The move follows a downgrade of Egypt’s foreign and domestic long-term rating to ‘CCC+’ and foreign and local short-term rating to ‘C’ on Thursday.
“We think Egypt is currently vulnerable and dependent upon favorable political and economic developments to service its debt obligations,” S&P said in an emailed statement.
It cut its long-term counterparty credit rating on The National Bank of Egypt (NEB), Banque Misr (BM) and Commercial International Bank Egypt (CIB) to ‘CCC+’ from ‘B-‘ and affirmed the short-term counterparty credit rating on the banks at ‘C’.

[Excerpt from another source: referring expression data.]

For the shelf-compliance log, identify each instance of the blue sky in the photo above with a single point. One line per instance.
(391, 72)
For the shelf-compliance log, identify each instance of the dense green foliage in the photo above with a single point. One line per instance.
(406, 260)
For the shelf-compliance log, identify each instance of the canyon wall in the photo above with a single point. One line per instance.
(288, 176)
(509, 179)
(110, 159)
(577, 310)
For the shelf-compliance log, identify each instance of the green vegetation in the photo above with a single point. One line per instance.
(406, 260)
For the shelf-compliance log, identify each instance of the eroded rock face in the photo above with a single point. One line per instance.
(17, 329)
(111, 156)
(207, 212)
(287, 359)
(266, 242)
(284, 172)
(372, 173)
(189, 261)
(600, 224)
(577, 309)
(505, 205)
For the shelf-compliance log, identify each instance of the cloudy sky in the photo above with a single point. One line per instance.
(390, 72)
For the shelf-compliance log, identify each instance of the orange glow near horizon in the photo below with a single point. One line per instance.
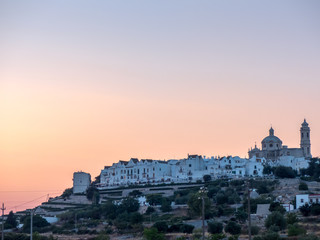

It also said it lowered its unsolicited public information rating on National Societe Generale Bank (NSGB) to ‘CCCpi’ from ‘Bpi’.
Egypt has been in crisis since a popular uprising ousted Hosni Mubarak in early 2011, and has run through more than $20 billion in reserves, borrowed billions more from abroad and delayed payments to oil companies to support its currency.
“In our view, NBE, BM, CIB, and NSGB face significant sovereign risk because they hold a high amount of government debt compared with their equity base and earnings capacity,” the statement said.
Egypt is seeking a $4.8 billion loan from the International Monetary Fund to support its economy.